I look forward to your continued advice and support.

Best regards,
Denis Marsha Kabuuka


----------



## tecumseh (Apr 26, 2005)

do you mind if I call you denise and are you a beekeeper yourself?

have you ever had any dealing with Heifer International?


----------



## Denis Marsha kabuuka (Nov 29, 2009)

Dear Tecumseh,

I am working with SLINT-Uganda whose mission is to empower people to secure sustainable incomes, food security and improved quality of life while at the same time maintaining the diversity, health and long-term productivity of the supporting natural resource base.

In order to achieve the above mission, we undertake initiatives aimed at empowering people to diversify their livelihoods opportunities through engaging in different environmentally friendly income generating opportunities and off farm enterprises. Some of the strategies adopted include: (i) introduction of appropriate technologies (such as solar photovoltaic, biogas and rainwater harvesting); (ii) promotion of environmentally-friendly activities and practices (e.g. bee-keeping, organic farming, fruit-tree growing and agroforestry); (iii) capacity building to empower individuals and groups through training, technical assistance and extension services; (iv) public awareness on a wide range of issues; and (v) facilitation of access to markets and income-generating opportunities.

Through these initiatives, we are gaining experience and skills needed to share synegies.

I have heard of Hiefer International. I will probably visit their site and learn more about the organisation.

Regards,
Denis Marsha


----------



## tecumseh (Apr 26, 2005)

some cash generating product would seem to be an appropriate concern and therefore I can understand you thinking/planning in regards to langstroth hives.

my question concerning whether you are or are not a bee keeper was really an inquiry indirectly as to the habitat/environment where you are planning this beekeeping enterprise. I would suggest to you directly that 'success' as a sustainable enterprise will hinge directly on the habitat in which the hives are set down. for most non beekeepers this variable is extremely difficult to determine.


----------



## Denis Marsha kabuuka (Nov 29, 2009)

Thank you!

The apiary sites on which the beehives will be established was selected by the local people with technical advice from the East African Beekeepers Equipment ltd who provided the initial training of at least 50 farmers selected from 50 households.

The project area is a poor rural subsistence farming setting with vegetation. However the natural resources are under threat as a result of subsistence farming practices, tree and forest destruction for timber and fireword and the increasing population pressure.
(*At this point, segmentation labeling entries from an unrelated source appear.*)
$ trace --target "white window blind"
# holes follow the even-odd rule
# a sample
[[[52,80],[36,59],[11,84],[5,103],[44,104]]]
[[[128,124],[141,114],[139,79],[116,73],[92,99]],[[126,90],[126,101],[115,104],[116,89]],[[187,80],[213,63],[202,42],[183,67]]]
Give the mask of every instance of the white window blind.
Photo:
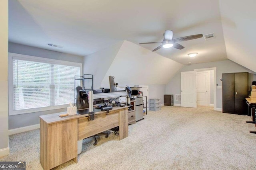
[[[13,111],[74,103],[80,67],[32,60],[12,60]]]

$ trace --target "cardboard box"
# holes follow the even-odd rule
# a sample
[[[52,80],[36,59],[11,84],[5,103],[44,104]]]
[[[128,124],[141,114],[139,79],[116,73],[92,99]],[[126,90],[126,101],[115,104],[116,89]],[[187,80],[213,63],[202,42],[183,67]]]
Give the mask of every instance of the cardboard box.
[[[251,92],[251,97],[252,98],[256,98],[256,92]]]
SLINT-Uganda has of recent launched a project titled "Fruit Tree growing and Community Forestry Project". The objective of the project is to improve the livelihoods of local people and contribute to conservation of the environment by promoting fruit tree growing and community forestry. 

The project will encourage and assist local people to plant different types of fruit trees, including avocado, mango and guava as well as other tree species for forest products (firewood, timber, fodder and non-timber products) and services in the area. The primary target of the project is to establish at least two community tree nurseries to raise and plant over 12,000 tree seedlings per year for two years. 

We sincerely hope this project will go a long way in supporting the beekeeping project. Bees like mango, guava, ovocado and some of the agroforestry trees.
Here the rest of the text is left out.